Title: September Morning
Post by: mattpallante on September 23, 2012, 12:20:16 pm
Beautiful image, Michael. I feel like (I wish I was.) I'm standing there, with no desire to leave.

Matt
Title: Re: September Morning
Post by: GeoffM on September 24, 2012, 03:36:38 pm
Love the composition as well, but I'm starting to see a lot of DP1M and 2M images posted that look "crunchy" - almost too sharp to the point where they don't even look like photos.

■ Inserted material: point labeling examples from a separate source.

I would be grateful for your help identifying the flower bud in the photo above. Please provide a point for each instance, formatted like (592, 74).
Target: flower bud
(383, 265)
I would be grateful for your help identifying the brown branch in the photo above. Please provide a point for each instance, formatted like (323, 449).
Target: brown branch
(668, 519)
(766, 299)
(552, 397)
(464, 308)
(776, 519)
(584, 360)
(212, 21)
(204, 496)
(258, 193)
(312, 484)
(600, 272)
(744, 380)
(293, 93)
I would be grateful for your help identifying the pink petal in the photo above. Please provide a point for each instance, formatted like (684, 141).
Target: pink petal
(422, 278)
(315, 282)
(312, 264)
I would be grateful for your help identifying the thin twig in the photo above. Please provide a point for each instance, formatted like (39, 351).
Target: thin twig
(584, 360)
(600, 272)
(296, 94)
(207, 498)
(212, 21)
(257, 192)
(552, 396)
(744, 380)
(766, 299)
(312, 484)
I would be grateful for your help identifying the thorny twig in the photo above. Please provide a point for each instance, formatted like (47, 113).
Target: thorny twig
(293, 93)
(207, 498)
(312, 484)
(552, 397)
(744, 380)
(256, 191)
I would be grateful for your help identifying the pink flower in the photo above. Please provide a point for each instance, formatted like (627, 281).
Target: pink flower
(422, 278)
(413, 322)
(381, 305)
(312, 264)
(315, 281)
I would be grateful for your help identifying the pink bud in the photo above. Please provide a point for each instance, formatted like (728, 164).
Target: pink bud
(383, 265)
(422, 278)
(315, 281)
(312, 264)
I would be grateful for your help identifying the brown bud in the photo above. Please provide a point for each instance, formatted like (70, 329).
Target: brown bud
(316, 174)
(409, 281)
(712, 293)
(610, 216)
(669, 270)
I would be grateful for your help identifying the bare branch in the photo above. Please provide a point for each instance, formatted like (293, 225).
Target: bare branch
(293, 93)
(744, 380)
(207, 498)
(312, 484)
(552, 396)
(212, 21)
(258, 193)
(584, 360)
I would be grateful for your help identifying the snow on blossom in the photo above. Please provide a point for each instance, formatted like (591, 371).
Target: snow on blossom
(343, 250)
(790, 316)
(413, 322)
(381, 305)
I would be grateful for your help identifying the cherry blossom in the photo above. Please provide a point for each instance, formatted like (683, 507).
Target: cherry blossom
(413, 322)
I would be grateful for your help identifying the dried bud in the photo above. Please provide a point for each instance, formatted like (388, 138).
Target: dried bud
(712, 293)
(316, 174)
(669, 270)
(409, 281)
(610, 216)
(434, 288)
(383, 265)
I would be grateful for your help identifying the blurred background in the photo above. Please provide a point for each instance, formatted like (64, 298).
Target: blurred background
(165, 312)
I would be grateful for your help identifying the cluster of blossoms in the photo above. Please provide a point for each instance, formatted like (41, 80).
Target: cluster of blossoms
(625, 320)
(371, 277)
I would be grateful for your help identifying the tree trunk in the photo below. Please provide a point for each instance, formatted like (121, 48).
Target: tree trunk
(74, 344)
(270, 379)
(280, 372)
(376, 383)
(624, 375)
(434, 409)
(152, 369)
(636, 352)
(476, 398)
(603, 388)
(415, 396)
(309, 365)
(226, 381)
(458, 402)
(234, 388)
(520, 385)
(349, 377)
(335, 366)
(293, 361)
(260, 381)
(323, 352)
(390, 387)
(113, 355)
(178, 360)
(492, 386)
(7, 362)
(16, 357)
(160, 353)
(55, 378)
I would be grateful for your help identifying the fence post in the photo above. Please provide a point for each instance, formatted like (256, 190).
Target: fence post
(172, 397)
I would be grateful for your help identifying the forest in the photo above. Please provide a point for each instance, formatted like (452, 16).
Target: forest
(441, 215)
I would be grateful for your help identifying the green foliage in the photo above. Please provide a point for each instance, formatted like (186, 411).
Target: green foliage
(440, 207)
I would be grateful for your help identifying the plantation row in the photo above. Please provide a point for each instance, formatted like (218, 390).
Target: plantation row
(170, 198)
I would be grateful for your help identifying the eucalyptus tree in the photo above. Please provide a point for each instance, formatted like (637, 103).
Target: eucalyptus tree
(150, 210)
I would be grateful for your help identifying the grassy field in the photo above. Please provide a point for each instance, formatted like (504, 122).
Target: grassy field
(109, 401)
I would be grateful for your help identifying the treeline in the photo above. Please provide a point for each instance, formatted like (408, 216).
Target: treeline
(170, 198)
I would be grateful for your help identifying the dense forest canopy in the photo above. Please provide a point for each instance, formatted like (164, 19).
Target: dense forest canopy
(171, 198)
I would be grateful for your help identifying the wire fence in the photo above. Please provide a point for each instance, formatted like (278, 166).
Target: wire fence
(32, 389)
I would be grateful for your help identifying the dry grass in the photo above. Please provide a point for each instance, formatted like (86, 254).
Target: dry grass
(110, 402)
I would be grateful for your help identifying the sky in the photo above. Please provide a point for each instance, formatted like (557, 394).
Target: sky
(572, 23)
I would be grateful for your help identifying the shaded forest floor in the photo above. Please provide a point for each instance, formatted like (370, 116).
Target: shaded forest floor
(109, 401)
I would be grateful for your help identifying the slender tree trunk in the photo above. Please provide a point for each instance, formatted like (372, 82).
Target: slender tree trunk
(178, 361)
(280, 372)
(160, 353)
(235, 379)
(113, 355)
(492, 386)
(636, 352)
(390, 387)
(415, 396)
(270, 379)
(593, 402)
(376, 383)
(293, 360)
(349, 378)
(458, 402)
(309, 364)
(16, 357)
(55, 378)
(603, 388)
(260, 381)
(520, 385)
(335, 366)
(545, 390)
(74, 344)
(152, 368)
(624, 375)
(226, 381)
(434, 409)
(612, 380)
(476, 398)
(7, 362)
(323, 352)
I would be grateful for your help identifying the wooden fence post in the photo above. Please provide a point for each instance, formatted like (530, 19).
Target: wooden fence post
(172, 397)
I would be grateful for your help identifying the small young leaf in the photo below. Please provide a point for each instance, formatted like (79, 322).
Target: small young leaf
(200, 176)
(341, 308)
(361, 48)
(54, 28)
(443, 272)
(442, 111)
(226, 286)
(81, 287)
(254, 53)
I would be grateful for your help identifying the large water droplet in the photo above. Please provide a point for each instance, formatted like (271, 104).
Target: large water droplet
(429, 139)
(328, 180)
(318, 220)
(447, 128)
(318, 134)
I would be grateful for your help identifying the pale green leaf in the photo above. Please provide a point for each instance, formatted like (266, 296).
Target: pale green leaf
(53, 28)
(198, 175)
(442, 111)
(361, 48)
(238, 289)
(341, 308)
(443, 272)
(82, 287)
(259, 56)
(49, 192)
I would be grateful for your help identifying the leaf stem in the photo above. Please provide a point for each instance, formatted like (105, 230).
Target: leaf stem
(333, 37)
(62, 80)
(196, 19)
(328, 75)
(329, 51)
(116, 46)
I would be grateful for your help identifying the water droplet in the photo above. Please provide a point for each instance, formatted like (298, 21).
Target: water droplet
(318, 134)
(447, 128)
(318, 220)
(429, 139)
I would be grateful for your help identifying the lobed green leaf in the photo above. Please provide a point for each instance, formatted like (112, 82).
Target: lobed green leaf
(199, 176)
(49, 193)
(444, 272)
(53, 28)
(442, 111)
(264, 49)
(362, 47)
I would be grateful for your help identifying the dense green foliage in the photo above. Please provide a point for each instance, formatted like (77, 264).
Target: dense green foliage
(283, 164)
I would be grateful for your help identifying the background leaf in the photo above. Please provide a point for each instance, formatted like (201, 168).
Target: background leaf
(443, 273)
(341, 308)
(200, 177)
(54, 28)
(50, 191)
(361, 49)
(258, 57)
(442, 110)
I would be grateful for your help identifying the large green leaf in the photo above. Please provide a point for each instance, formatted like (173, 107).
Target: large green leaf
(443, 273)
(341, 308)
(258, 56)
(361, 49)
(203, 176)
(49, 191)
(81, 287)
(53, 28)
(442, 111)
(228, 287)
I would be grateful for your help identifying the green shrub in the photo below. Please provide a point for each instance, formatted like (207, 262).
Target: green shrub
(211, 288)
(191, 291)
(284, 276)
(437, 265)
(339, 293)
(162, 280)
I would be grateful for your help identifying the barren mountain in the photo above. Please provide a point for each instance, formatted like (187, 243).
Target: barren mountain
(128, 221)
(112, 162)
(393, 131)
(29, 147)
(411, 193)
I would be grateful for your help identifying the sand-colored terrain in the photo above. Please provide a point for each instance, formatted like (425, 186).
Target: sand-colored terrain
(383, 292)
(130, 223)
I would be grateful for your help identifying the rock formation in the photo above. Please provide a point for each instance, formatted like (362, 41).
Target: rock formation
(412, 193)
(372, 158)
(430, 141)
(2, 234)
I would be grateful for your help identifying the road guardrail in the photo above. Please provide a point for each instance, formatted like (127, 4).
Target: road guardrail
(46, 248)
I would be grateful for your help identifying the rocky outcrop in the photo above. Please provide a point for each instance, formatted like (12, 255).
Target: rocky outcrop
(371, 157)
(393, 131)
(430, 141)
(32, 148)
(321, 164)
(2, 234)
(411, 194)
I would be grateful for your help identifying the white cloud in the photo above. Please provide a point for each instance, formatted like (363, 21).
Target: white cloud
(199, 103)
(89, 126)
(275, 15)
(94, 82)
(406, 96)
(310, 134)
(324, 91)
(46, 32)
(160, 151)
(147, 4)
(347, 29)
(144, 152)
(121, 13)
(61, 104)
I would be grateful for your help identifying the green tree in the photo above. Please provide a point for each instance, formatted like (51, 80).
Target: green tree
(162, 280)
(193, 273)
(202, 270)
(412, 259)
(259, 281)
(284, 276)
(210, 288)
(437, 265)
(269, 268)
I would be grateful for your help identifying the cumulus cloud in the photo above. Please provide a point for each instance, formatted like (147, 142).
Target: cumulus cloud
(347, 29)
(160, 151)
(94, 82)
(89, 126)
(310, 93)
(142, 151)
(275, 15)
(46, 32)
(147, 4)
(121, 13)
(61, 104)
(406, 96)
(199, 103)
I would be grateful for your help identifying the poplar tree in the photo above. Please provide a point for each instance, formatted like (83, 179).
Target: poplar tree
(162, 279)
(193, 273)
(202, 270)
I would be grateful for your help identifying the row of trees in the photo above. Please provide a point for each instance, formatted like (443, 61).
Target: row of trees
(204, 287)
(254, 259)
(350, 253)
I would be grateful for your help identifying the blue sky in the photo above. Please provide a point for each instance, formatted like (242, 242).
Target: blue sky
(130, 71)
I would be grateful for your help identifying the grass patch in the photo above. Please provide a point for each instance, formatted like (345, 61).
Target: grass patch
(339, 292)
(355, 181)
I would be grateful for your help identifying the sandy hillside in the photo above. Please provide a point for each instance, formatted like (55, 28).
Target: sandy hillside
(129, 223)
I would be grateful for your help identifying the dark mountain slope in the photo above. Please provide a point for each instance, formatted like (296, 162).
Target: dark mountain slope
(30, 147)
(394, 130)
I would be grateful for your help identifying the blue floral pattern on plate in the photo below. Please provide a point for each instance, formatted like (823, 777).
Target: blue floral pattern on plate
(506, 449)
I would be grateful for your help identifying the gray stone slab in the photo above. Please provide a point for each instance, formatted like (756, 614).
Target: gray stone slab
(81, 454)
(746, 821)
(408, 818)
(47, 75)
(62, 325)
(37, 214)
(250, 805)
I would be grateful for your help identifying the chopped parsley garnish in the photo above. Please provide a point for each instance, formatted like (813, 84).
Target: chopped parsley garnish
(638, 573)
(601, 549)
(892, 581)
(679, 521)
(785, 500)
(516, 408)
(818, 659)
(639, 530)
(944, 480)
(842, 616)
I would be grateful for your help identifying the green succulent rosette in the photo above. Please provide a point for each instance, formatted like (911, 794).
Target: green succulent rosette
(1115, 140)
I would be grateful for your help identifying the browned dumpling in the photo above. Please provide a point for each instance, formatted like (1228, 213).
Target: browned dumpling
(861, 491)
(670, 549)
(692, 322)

Is this just a "web thing", where the images look over sharpened in a browser but fine in real life, or am I'm just conditioned to softer images looking more natural?

I don't recall seeing MF images with this "look", which is why I ask.

Geoff
Title: Re: September Morning
Post by: KirbyKrieger on September 24, 2012, 08:20:20 pm
Love the composition as well, but I'm starting to see a lot of DP1M and 2M images posted that look "crunchy"
Geoff

IME with the DP2M this happens when the image is JPG'd for the Web.  Clearly, it's subjective, but to my pussy eyes what is "honed" in the TIFF files often becomes "crunchy" in the JPGs.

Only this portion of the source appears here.